Thanks so much for your feedback, everyone! Your comments made me so happy; I am super excited to be part of the College Info Geek team!

Another added bonus of turning off technology: I am always so glad to turn my phone on and see a text the next morning! Makes me smile every time.


hahaha your roommate had like turrets during the night?! That’s scaryy. Anyway somehow last year, during my freshman year, I somehow prioritized sleep–I mean I MADE SURE I had 9 hours of sleep every night for 9 months. And somehow, it worked. I really felt the difference after I started doing it, and I haven’t stopped since, and it’s summer too!
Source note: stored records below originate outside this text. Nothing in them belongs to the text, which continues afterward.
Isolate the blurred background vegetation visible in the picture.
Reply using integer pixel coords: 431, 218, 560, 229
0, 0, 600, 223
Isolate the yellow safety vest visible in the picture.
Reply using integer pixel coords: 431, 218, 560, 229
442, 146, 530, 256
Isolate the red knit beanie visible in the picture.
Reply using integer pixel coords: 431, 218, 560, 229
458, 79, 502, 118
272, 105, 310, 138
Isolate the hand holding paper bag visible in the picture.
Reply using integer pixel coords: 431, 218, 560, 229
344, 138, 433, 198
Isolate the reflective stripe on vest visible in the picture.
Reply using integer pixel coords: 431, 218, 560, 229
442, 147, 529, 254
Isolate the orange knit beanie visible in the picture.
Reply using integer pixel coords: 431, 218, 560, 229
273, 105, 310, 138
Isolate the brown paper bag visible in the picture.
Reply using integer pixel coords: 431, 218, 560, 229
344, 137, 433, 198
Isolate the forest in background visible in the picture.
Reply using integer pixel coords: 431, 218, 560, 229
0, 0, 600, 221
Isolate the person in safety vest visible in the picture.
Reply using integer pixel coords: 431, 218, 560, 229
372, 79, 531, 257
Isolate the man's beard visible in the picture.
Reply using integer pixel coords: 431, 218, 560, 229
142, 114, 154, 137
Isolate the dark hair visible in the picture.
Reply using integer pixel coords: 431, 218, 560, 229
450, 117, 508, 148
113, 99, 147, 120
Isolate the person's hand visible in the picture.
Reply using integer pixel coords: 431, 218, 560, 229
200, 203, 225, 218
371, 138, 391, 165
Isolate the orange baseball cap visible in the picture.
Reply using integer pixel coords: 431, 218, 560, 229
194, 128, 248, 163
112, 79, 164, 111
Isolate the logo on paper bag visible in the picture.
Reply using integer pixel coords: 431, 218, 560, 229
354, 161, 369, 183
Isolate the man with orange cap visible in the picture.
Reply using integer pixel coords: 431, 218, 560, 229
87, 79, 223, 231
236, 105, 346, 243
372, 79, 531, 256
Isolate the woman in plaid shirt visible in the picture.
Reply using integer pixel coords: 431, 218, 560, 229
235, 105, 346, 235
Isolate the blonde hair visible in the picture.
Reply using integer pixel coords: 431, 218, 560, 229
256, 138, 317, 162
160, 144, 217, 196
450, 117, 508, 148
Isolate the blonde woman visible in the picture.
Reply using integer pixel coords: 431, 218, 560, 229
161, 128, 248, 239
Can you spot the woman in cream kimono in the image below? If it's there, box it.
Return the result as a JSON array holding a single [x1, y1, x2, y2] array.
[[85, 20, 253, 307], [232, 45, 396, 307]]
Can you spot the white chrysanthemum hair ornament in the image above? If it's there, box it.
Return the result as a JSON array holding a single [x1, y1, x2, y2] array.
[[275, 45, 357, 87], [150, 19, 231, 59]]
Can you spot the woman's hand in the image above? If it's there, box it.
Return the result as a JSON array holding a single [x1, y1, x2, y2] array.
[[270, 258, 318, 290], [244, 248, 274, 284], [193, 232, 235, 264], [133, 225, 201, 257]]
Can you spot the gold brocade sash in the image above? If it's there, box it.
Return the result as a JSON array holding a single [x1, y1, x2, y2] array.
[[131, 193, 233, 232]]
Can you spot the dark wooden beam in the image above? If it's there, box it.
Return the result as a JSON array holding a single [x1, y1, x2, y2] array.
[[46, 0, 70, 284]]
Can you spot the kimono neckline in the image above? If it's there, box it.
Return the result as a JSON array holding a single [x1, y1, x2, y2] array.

If you prioritize it, trust me, it’s worth it.

Great post!


Great post–welcome to CIG! I’ve found that it helps me to not use any technology for a half an hour or so before going to bed; if I’m up texting people or surfing the internet, the light from the screen stays in my eyes for a while after. I also try to make time for a little yoga to help my body relax before bed, but I know that’s not for everyone.


Awesome post. I really like the point of turning off electronics an hour or so before sleep…I find that I relax so much better without electronics, and it even gives me a sort of happiness when I’m away from them. It becomes a big stress to feel required to answer everyone’s texts/messages/calls immediately, so removing that and fully relaxing before sleep would be a big help.